Google, it’s long been said, has an economic interest in making the web better because more time spent online means more ads clicked. The company reminded Analytics users today that they too have an interest in speed, saying that page load speed impacts not just their own site conversion rates but also their AdSense offerings and standing in Google search results. It’s not just browbeating, though: the new tool will allow site owners to try out different methods of optimization and track the resulting consequences in terms of load time.

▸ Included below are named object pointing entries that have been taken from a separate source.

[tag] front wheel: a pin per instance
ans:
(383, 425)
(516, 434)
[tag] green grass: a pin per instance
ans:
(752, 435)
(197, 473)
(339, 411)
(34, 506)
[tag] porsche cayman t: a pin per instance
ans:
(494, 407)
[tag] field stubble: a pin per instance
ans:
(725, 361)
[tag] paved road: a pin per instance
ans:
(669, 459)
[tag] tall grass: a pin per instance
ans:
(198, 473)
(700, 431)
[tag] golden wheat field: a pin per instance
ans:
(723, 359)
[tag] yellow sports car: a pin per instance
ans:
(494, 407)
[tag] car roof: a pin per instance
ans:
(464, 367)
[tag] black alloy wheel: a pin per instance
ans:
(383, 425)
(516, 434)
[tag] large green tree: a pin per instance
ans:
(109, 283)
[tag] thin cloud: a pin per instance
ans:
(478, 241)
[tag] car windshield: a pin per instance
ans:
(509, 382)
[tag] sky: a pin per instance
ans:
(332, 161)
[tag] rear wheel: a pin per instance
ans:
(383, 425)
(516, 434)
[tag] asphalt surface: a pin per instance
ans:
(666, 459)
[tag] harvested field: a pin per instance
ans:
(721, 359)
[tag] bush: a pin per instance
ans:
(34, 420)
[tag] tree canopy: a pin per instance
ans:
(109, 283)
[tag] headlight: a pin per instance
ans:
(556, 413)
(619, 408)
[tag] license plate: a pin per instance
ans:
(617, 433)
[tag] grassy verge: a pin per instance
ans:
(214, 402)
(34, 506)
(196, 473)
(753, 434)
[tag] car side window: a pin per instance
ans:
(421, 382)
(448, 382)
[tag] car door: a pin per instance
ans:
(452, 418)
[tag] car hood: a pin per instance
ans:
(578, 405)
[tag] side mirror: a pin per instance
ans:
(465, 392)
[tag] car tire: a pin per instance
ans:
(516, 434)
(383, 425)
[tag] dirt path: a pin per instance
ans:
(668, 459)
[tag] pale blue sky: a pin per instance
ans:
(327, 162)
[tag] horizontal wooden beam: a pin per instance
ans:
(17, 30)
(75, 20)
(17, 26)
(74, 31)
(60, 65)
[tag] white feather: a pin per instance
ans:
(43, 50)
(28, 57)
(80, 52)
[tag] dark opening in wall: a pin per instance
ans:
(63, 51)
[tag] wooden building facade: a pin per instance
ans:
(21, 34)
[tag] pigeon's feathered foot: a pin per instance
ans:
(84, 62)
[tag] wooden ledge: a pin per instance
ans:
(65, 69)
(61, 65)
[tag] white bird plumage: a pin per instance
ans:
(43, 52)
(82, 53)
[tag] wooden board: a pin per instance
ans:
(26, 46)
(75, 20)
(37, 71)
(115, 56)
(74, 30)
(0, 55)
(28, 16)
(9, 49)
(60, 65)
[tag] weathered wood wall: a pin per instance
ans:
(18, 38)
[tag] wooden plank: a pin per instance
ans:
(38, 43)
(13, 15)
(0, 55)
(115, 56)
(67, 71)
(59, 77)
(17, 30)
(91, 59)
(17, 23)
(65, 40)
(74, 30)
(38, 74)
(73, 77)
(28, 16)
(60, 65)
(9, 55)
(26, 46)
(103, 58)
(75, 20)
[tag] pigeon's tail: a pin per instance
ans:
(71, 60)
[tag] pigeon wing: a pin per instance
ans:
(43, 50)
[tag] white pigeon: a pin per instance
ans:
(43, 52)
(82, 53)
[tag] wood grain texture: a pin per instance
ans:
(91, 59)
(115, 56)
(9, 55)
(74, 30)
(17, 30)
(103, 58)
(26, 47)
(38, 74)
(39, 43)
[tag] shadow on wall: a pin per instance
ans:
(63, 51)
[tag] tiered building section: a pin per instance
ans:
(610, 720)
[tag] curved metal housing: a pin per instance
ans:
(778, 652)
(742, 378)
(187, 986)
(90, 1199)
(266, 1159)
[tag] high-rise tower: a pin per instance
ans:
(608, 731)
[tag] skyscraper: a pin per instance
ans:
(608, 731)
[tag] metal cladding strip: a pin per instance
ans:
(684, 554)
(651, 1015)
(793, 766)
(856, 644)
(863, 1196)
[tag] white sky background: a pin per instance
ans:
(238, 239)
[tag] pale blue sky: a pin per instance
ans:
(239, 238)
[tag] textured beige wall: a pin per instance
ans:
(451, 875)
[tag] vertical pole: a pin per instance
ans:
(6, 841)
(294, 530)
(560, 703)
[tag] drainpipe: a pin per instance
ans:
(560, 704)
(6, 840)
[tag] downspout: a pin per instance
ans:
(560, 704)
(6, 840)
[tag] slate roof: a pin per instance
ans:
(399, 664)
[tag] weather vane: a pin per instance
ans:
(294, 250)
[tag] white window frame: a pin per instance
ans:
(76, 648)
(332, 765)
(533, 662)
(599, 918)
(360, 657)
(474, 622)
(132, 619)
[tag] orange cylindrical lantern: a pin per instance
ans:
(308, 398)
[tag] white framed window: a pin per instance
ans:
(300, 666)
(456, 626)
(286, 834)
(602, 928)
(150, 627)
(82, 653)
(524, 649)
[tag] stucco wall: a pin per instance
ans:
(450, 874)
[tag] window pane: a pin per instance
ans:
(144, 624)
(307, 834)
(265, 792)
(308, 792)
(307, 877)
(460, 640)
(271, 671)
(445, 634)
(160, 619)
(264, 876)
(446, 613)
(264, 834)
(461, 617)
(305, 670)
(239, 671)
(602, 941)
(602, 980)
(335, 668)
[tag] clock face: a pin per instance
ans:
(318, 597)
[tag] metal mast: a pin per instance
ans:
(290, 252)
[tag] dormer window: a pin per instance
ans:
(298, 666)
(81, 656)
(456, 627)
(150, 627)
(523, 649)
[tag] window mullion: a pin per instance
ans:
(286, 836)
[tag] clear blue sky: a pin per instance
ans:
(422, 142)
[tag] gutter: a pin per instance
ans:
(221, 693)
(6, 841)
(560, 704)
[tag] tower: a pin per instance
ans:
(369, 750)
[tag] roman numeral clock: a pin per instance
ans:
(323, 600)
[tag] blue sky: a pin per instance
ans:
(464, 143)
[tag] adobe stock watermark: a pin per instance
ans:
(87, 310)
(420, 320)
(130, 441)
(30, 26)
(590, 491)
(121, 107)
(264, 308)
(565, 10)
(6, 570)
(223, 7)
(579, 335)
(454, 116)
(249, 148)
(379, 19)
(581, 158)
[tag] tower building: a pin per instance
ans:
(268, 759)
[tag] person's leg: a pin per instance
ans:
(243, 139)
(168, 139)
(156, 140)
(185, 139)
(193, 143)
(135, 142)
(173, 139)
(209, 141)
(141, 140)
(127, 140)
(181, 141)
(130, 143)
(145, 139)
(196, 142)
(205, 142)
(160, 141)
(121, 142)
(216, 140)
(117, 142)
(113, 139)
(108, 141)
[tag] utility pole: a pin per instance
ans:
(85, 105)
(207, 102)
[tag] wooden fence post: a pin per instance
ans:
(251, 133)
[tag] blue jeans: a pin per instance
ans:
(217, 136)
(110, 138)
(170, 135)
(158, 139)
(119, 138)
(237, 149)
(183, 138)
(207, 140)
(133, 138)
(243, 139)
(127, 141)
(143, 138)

Web analytics expert Alastair Croll posted an in-depth discussion of the impact that slow pages have on sites in September 2009, arguing that the following occur as pages slow down:
- Fewer search queries per user
- Less query refinement
- Less revenue per visitor
- Fewer clicks, and lower satisfaction
- A longer time for visitors to click something
- Fewer searches per day
- Lower search engine rankings
Sean Power, Croll’s associate and co-author of the O’Reilly book “Complete Web Monitoring,” said to us today about the new Google Analytics Site Speed report:
“Google now provides even more intelligence to allow site operators to better understand conversions. This is a great thing – it helps legitimize the movement behind web performance optimization which has been growing for almost 10 years now. With more and more metrics to track, businesses will need to practice restraint. It’s so easy to aimlessly look at ‘metrics’; concentrating on using data to solve real business problems is all that really matters.”
As the scope of Google Analytics expands, it grows more intelligent about the nature of the web and thus more capable of offering its users more and better information.
Optimization specialist Robert Kingston, however, wrote yesterday about the new feature and argued that it uses a pageview sample rate low enough that it’s unlikely to surface meaningful insights to owners of small sites. That setting appears unchangeable at present, but it’s hard to imagine Google letting a long tail of data go underutilized.
Google Analytics is of course wildly popular all over the web; software research firm BuiltWith has identified more than 12 million sites on the web that use the service. No other analytics service tracked by the firm has been found on as many as 1 million sites.
Services in the business of page load optimization include Strange Loop Networks, Aptimize, Crescendo Networks and many more.